The stat is Territory Gained Average (TGA) and its sibling Adjusted Territory Gained Average (ATGA).

TGA measures kicks to touch from a penalty.  The mark for the penalty is recorded.  The spot of the lineout is recorded.  The territory the team gains from the kick is then a matter of simple subtraction.

When teams are looking to apply pressure from a lineout, or when the game is really away from them and they are desperate to end with a try, they will kick to touch relatively close to the try line.  A player who is kicking to touch from 5 meters out will do precisely the job asked of him and still gain 0 meters of territory, for example.  The adjustment in ATGA is removing from the average kicks taken with 25 meters of the attacking try line.

Errors like kicking to touch when you think the game is over but it really isn’t (Hello, Georgia!) and not finding touch at all are not removed.  The brain and the boot factor into the ATGA.
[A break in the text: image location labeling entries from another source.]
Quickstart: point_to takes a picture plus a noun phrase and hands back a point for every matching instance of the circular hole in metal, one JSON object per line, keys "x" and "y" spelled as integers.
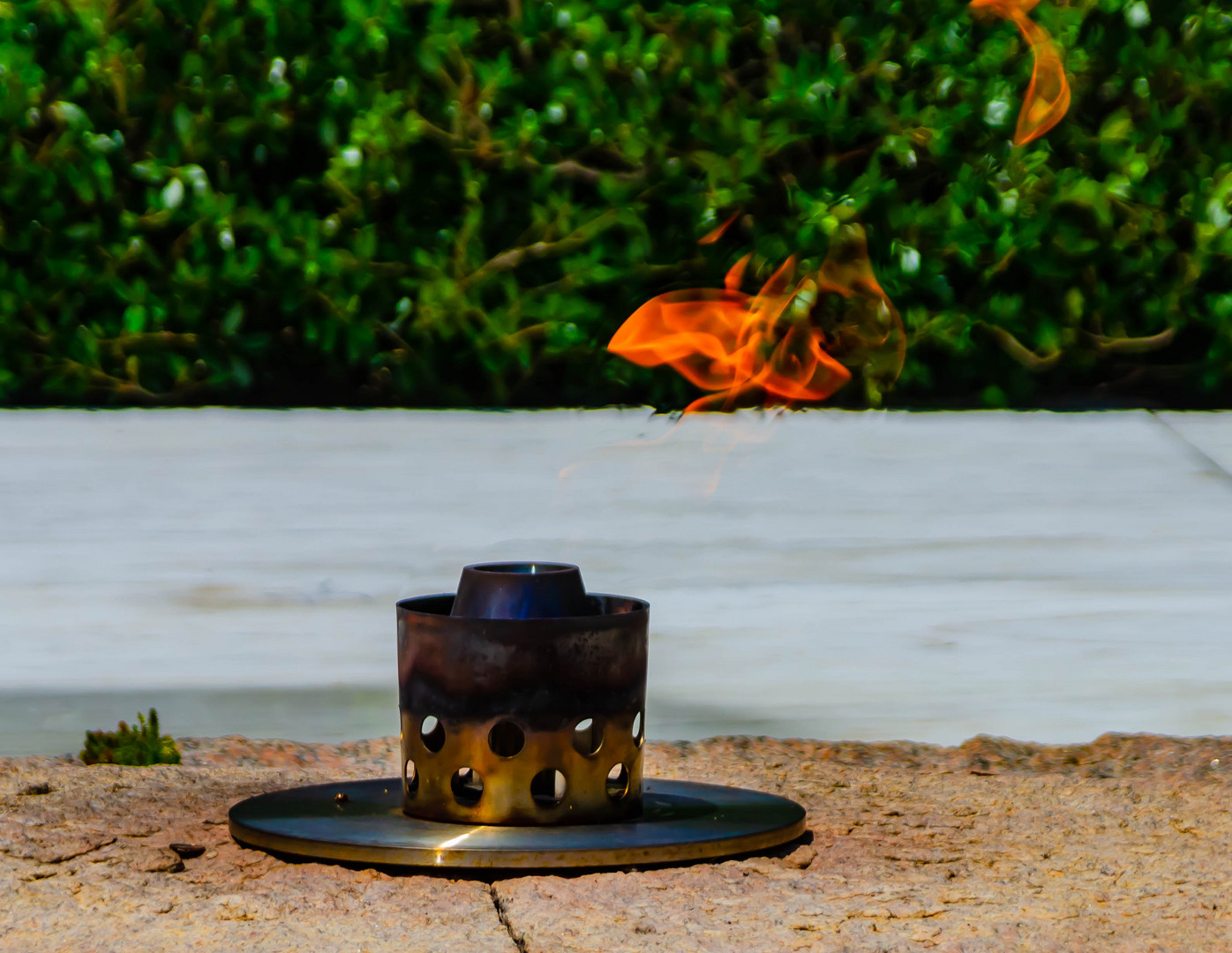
{"x": 547, "y": 788}
{"x": 588, "y": 737}
{"x": 618, "y": 782}
{"x": 432, "y": 732}
{"x": 467, "y": 787}
{"x": 506, "y": 739}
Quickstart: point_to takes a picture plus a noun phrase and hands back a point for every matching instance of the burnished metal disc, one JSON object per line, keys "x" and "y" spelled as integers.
{"x": 680, "y": 822}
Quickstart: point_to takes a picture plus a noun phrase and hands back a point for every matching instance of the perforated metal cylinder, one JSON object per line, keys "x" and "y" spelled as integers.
{"x": 522, "y": 720}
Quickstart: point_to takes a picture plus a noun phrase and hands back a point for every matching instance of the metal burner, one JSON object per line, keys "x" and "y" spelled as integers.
{"x": 522, "y": 722}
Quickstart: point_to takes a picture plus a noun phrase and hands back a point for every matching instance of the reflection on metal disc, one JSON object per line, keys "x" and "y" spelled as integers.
{"x": 681, "y": 822}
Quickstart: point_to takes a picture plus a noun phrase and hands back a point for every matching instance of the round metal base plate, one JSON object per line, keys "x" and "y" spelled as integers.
{"x": 680, "y": 822}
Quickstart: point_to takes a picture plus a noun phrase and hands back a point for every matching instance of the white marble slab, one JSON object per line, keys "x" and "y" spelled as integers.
{"x": 821, "y": 574}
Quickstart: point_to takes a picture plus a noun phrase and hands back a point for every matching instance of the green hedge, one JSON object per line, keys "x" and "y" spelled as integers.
{"x": 435, "y": 203}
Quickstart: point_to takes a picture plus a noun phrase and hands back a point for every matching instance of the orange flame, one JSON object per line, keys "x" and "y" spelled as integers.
{"x": 1048, "y": 96}
{"x": 767, "y": 348}
{"x": 710, "y": 238}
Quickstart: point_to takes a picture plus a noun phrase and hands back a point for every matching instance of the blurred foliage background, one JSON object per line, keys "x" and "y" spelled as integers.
{"x": 279, "y": 202}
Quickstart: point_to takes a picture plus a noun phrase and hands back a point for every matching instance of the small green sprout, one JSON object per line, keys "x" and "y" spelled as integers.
{"x": 126, "y": 745}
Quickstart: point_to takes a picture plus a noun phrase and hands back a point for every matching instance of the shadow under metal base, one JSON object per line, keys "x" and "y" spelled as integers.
{"x": 681, "y": 822}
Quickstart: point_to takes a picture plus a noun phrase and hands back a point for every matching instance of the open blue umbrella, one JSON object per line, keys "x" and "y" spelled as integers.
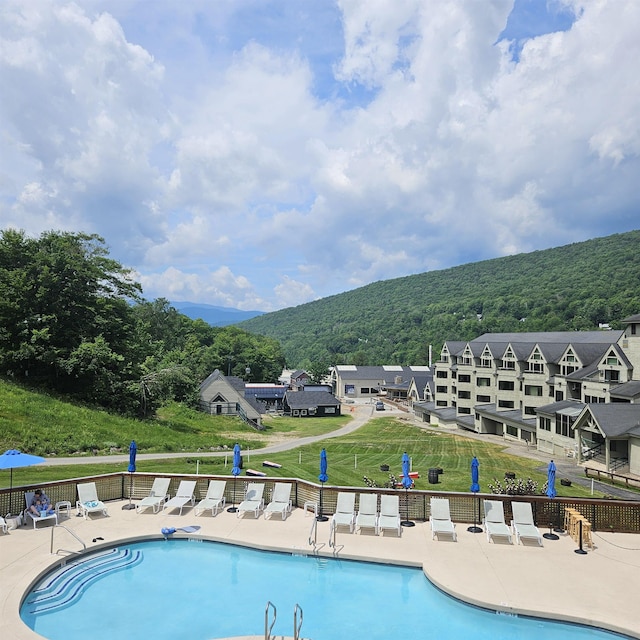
{"x": 475, "y": 487}
{"x": 323, "y": 477}
{"x": 407, "y": 483}
{"x": 14, "y": 459}
{"x": 551, "y": 494}
{"x": 235, "y": 472}
{"x": 133, "y": 451}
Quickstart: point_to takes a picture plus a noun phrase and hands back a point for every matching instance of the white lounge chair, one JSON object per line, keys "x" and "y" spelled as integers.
{"x": 29, "y": 515}
{"x": 523, "y": 525}
{"x": 88, "y": 501}
{"x": 440, "y": 519}
{"x": 367, "y": 517}
{"x": 214, "y": 499}
{"x": 494, "y": 523}
{"x": 389, "y": 518}
{"x": 280, "y": 500}
{"x": 183, "y": 496}
{"x": 253, "y": 500}
{"x": 345, "y": 515}
{"x": 158, "y": 495}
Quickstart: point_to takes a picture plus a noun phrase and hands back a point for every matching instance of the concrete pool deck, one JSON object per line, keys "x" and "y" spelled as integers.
{"x": 600, "y": 588}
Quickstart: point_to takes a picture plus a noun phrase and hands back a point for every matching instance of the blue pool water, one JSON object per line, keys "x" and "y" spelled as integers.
{"x": 173, "y": 589}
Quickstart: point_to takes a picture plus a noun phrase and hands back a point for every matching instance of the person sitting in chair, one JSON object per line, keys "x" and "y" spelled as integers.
{"x": 39, "y": 503}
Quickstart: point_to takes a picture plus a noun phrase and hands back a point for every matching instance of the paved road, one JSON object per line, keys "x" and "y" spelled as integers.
{"x": 362, "y": 413}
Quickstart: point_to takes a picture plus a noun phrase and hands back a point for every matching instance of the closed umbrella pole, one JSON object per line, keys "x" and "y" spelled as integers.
{"x": 475, "y": 487}
{"x": 407, "y": 482}
{"x": 235, "y": 472}
{"x": 133, "y": 451}
{"x": 323, "y": 477}
{"x": 551, "y": 494}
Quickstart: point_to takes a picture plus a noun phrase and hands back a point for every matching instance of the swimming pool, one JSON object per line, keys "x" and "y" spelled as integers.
{"x": 171, "y": 589}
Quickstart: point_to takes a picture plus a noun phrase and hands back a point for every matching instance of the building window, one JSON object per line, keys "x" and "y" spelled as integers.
{"x": 611, "y": 375}
{"x": 532, "y": 390}
{"x": 564, "y": 425}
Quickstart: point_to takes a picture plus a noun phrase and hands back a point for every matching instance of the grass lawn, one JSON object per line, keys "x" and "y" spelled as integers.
{"x": 381, "y": 441}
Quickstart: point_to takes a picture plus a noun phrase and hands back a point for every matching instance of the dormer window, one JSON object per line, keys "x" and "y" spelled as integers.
{"x": 569, "y": 363}
{"x": 535, "y": 364}
{"x": 509, "y": 359}
{"x": 486, "y": 359}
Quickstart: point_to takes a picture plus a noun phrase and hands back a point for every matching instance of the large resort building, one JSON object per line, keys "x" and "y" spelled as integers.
{"x": 574, "y": 393}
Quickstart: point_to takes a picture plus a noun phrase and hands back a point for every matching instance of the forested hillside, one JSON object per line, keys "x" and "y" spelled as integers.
{"x": 574, "y": 287}
{"x": 73, "y": 321}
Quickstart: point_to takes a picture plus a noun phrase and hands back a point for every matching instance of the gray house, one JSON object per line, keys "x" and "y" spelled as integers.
{"x": 300, "y": 404}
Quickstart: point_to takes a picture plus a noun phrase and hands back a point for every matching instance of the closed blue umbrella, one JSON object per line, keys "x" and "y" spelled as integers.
{"x": 475, "y": 487}
{"x": 235, "y": 472}
{"x": 133, "y": 451}
{"x": 551, "y": 494}
{"x": 407, "y": 483}
{"x": 551, "y": 480}
{"x": 14, "y": 459}
{"x": 323, "y": 477}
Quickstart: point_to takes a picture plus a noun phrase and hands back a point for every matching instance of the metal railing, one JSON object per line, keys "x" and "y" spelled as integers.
{"x": 268, "y": 627}
{"x": 84, "y": 546}
{"x": 297, "y": 625}
{"x": 313, "y": 534}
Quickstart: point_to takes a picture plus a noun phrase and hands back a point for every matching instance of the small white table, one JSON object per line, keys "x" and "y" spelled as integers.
{"x": 310, "y": 506}
{"x": 63, "y": 507}
{"x": 36, "y": 519}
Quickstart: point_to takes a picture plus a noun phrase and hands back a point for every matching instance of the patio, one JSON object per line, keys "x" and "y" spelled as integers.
{"x": 598, "y": 588}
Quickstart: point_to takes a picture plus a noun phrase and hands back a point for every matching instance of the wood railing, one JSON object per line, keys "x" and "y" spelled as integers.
{"x": 603, "y": 514}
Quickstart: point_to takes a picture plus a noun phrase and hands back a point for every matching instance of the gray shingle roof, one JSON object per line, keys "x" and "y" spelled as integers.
{"x": 306, "y": 399}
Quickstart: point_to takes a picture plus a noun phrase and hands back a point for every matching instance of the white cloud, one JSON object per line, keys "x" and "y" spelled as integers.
{"x": 211, "y": 147}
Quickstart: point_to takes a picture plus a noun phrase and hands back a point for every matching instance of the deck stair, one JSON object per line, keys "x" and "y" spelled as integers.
{"x": 65, "y": 585}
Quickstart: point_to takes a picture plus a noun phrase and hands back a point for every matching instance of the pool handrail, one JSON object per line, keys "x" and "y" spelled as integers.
{"x": 267, "y": 628}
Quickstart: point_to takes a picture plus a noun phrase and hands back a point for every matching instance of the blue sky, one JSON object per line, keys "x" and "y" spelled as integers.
{"x": 260, "y": 154}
Here is what we can see from the first 8 matches.

Follow this link to the interactive chart and you can sort the information however you’d like and hover over each team to see the number of kicks (still working on the successful embed).

TGA

In terms of individual players, Scott Spedding is a man with a reputation for a big boot and he has a personal ATGA of 31.6.  That is near the top, so far, but Dan Carter is right there with him 31.7.  The Argentinians had a great day of punting, but from the televised match, it isn’t entirely clear which kicks were taken by Nicolas Sanchez and which by Juan Martin Hernandez.  We will adjust their individual TGA if we can confirm those kicks.

In terms of total meters gained, 5 of the top 6 teams  won.  Japan had the least territory gained, but also had the top ATGA.

Rhys Priestland is the current anchor for ATGA at 20.5.  His average was hurt by a kick which did not find touch.  He was not alone in that regard.  A touch-finder that doesn’t find touch receives a territory score of 0.

As the tournament moves toward the quarter finals, it will be interesting to see if team ATGA is correlated with wins.  It will also be interesting to see which individual player ends with the highest personal ATGA.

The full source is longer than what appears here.